ME: Yes. I don’t even know if it was a month later, or just a couple of days, but I disclosed my drug use after I disclosed my HIV status.
SM: What was his reaction?
ME: To my HIV status?
ME: Totally fine. He did not have any real concerns. He had already been in a relationship with someone, or he at least knew people living with HIV. He knew they could be healthy. My doctor in Chicago had many patients that were in long-term sero-discordant relationships. He was advocating U=U years before it became official. I shared that information with Chip, which put him even more at ease.
SM: This was before PrEP was widely available.
ME: Yeah, PrEP became available in 2012-2103, but no one really knew about it. People who did know about it were in sero-discordant relationships and their doctor knew about it. In Columbus, PrEP started becoming a thing in 2015-2016.
SM: Once you were living in Columbus, did you and your husband discuss PrEP?
ME: Yes, he currently takes PrEP. Our relationship is open, and we don’t want to chance him contracting HIV from someone else.
SM: How open are you today about your HIV status?
ME: Very open. The Columbus Dispatch wrote an article about me last year for AIDS Walk, and the first line was, “Matthew Ellwood is HIV positive. So, it’s out there!
SM: How has that changed since you received your diagnosis?
ME: When I moved to Columbus, I wanted to help people living with HIV and educate people about HIV. When I was diagnosed, I had no idea what HIV was or that I needed to worry about it. I didn’t want anyone else to have that experience. When I started working at Equitas Health three years ago, I would not have thought that I would be as open as I am now.
SM: So your work at Equitas Health really affects how you live with HIV?
ME: Absolutely, seeing people on a daily basis that are living with HIV and have extremely fulfilling lives and careers helped me realize I can be more open. It is important to be more open. If I’m not open, then it adds to the stigma.
SM: Does being an out gay male make it easier to be open living with HIV?
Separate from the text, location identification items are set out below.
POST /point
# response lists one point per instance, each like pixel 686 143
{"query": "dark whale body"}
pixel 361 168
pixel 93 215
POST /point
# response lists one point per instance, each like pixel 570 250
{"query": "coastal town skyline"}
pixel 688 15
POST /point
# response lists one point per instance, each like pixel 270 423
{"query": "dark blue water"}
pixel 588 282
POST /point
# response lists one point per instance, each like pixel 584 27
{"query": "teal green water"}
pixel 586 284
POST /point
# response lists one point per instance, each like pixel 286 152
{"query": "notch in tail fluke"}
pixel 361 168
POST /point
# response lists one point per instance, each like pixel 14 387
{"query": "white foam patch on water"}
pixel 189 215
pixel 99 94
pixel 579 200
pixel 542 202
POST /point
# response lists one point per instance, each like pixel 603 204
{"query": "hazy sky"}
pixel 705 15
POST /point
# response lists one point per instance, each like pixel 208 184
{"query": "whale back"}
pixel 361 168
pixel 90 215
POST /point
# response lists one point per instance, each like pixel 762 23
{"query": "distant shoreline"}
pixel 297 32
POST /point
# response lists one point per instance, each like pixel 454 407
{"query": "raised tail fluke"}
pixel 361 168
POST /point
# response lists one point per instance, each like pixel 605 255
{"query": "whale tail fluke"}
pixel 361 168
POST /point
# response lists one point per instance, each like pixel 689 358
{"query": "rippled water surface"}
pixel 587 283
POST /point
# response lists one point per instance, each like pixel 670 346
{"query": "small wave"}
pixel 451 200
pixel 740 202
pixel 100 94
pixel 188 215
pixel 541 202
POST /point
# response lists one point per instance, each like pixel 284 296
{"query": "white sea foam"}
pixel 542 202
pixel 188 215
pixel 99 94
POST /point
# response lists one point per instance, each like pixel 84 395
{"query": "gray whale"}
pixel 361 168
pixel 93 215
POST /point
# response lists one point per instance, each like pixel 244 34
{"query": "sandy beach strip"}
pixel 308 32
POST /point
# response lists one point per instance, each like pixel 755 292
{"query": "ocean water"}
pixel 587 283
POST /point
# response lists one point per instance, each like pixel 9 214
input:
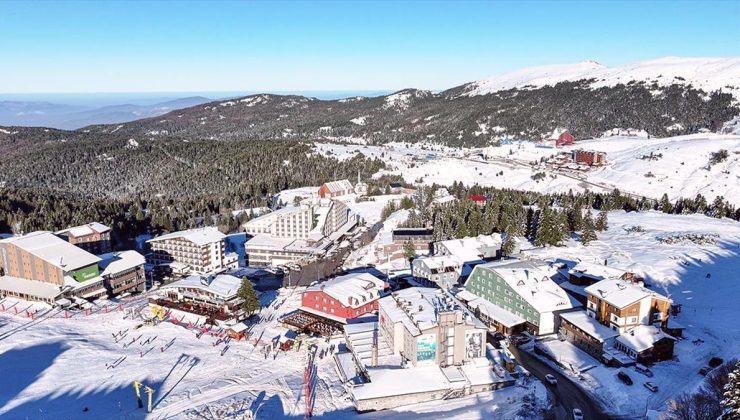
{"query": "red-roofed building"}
pixel 564 139
pixel 480 200
pixel 345 297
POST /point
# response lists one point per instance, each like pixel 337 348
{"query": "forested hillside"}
pixel 449 117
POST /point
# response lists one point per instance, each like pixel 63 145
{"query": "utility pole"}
pixel 137 387
pixel 149 392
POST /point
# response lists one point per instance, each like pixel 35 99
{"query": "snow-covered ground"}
pixel 678 267
pixel 57 367
pixel 681 170
pixel 707 73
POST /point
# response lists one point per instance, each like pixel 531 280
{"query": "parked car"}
pixel 624 377
pixel 644 370
pixel 715 361
pixel 651 386
pixel 577 414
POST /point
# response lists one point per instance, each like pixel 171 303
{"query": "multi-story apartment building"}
pixel 92 237
pixel 292 234
pixel 428 326
pixel 41 266
pixel 442 270
pixel 519 289
pixel 288 222
pixel 336 189
pixel 470 249
pixel 201 250
pixel 344 297
pixel 622 305
pixel 44 257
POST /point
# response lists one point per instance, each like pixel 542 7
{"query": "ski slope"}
pixel 709 74
pixel 679 166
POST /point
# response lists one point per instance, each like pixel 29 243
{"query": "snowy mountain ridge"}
pixel 709 74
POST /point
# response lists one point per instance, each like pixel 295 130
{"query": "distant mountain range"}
pixel 70 117
pixel 664 97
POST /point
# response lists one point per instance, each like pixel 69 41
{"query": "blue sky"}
pixel 301 46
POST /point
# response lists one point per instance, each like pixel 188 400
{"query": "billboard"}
pixel 473 344
pixel 426 348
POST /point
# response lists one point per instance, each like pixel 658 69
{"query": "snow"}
pixel 708 74
pixel 678 270
pixel 680 172
pixel 359 120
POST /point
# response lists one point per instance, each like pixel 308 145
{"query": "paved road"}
pixel 567 395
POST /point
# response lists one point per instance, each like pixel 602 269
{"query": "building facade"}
pixel 336 189
pixel 430 327
pixel 523 288
pixel 622 305
pixel 92 237
pixel 201 250
pixel 344 297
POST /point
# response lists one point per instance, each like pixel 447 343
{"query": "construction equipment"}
pixel 137 387
pixel 149 392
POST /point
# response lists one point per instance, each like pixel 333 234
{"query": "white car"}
pixel 577 414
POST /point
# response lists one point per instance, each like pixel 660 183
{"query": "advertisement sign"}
pixel 426 348
pixel 473 345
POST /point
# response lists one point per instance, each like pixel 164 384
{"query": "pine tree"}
pixel 588 235
pixel 665 204
pixel 409 252
pixel 250 301
pixel 731 400
pixel 602 224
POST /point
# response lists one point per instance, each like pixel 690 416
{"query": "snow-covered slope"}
pixel 706 73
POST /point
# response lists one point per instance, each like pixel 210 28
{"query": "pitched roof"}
pixel 620 293
pixel 53 250
pixel 115 262
pixel 531 279
pixel 29 287
pixel 591 326
pixel 642 337
pixel 353 290
pixel 223 285
pixel 200 236
pixel 85 230
pixel 339 186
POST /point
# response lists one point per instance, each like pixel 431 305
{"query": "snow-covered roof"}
pixel 589 325
pixel 341 186
pixel 493 311
pixel 353 290
pixel 620 293
pixel 115 262
pixel 439 261
pixel 29 287
pixel 596 271
pixel 469 248
pixel 223 285
pixel 642 337
pixel 200 236
pixel 531 279
pixel 417 308
pixel 54 250
pixel 85 230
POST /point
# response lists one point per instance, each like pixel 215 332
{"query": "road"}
pixel 511 163
pixel 566 394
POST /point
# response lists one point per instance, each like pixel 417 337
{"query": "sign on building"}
pixel 473 345
pixel 426 348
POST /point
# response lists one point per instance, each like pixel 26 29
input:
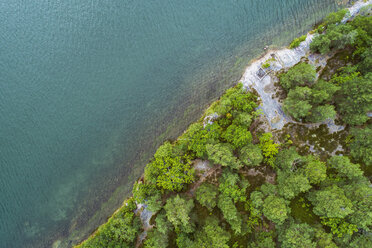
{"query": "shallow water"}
pixel 87 88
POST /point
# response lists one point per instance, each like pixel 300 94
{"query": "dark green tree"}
pixel 331 202
pixel 238 136
pixel 206 195
pixel 223 154
pixel 251 155
pixel 361 146
pixel 299 75
pixel 178 213
pixel 275 209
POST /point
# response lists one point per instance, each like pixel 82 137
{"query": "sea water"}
pixel 89 89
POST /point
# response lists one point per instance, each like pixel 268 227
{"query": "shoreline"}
pixel 248 83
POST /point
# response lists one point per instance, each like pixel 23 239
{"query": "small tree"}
pixel 315 170
pixel 206 195
pixel 269 148
pixel 330 202
pixel 178 213
pixel 299 75
pixel 238 136
pixel 275 209
pixel 251 155
pixel 223 154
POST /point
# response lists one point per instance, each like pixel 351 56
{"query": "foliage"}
pixel 321 113
pixel 120 231
pixel 355 100
pixel 359 192
pixel 262 240
pixel 361 146
pixel 206 195
pixel 254 218
pixel 330 202
pixel 323 92
pixel 149 194
pixel 315 170
pixel 229 186
pixel 325 240
pixel 197 137
pixel 361 241
pixel 162 223
pixel 266 65
pixel 296 42
pixel 156 239
pixel 336 17
pixel 212 235
pixel 336 37
pixel 297 104
pixel 339 227
pixel 178 210
pixel 345 168
pixel 269 148
pixel 243 119
pixel 251 155
pixel 299 75
pixel 168 170
pixel 275 209
pixel 288 159
pixel 238 136
pixel 291 184
pixel 230 213
pixel 297 236
pixel 223 154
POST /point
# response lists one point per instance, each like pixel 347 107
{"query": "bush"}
pixel 296 42
pixel 299 75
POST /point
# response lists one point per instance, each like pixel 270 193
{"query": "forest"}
pixel 267 189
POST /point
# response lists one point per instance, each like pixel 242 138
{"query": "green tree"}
pixel 178 213
pixel 297 236
pixel 156 239
pixel 336 17
pixel 275 209
pixel 238 136
pixel 345 168
pixel 299 75
pixel 120 231
pixel 321 113
pixel 232 187
pixel 223 154
pixel 339 227
pixel 356 100
pixel 288 159
pixel 325 240
pixel 330 202
pixel 297 104
pixel 206 195
pixel 315 170
pixel 359 192
pixel 243 119
pixel 212 235
pixel 361 241
pixel 323 92
pixel 268 147
pixel 291 184
pixel 169 171
pixel 230 213
pixel 162 223
pixel 361 146
pixel 251 155
pixel 320 43
pixel 262 240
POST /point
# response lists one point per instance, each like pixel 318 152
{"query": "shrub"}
pixel 296 42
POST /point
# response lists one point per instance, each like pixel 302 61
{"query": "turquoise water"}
pixel 86 87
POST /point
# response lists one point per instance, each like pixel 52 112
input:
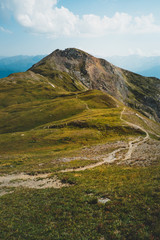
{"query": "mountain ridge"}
pixel 96 73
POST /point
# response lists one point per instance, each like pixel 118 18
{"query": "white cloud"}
pixel 43 16
pixel 5 30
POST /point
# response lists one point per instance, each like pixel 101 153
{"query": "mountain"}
pixel 74 145
pixel 136 91
pixel 9 65
pixel 146 66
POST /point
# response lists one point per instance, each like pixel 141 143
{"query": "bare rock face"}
pixel 134 90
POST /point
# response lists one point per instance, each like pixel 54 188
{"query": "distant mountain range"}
pixel 15 64
pixel 146 66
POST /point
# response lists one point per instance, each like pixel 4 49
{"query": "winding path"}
pixel 132 145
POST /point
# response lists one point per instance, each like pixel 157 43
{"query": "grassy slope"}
pixel 73 212
pixel 39 131
pixel 48 124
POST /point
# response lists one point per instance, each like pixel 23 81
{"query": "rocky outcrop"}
pixel 134 90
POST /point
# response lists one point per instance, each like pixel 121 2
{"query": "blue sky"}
pixel 100 27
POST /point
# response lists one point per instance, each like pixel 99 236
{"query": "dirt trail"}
pixel 134 143
pixel 46 181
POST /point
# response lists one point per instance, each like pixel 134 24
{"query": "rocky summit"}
pixel 79 151
pixel 134 90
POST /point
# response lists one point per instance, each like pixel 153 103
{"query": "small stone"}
pixel 103 200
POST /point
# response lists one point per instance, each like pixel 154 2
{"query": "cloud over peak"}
pixel 45 17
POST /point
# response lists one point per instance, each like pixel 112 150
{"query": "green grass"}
pixel 73 212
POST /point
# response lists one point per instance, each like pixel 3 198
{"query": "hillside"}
pixel 146 66
pixel 134 90
pixel 72 148
pixel 9 65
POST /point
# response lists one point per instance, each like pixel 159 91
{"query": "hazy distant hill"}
pixel 146 66
pixel 15 64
ME: Yes, if I was a straight male, a lot of people would make assumptions, “Oh, he must be on the down low, or he must be having sex with other men, because it’s a gay thing.” I’m sure the stigma is even crazier on that side of the fence!
SM: How does sero-diversity impact your relationship now?
ME: I don’t think it does. We’ve come to a really solid place. At first, our families were concerned. My advocacy and activism, and their increased awareness of treatment as prevention, U=U, and viral suppression, have helped alleviate those concerns. My work puts HIV in the forefront of my life. My relationship doesn’t. I come home at night and I don’t even think about being HIV positive. The only thing that reminds me now is the pill I take once a day.
ME: Which leads me to my final question. And bear with me, this is my “I’ve listened to too many Oprah Super Soul Conversations” question. What would you tell your 21-year old self now if you could speak to him the day after receiving his HIV diagnosis?
ME: I would tell him it’s okay to be afraid. It’s okay to have concerns. You are thinking about what this change in your life means. Even if you’re thinking is completely off the wall, you’re being cautious and concerned. The moment you stop thinking is when you’re going to make choices that you’ll have to work through: like addiction and engaging in riskier behaviors. The more you think and the more open you are, the less risks you will take with your health. You will have a much more successful and fulfilling life.
SM: That’s pretty good advice. And now you get to share it with other 21-year olds.
ME: And I do, which is nice.
Sean Moseley is a copywriter at Equitas Health.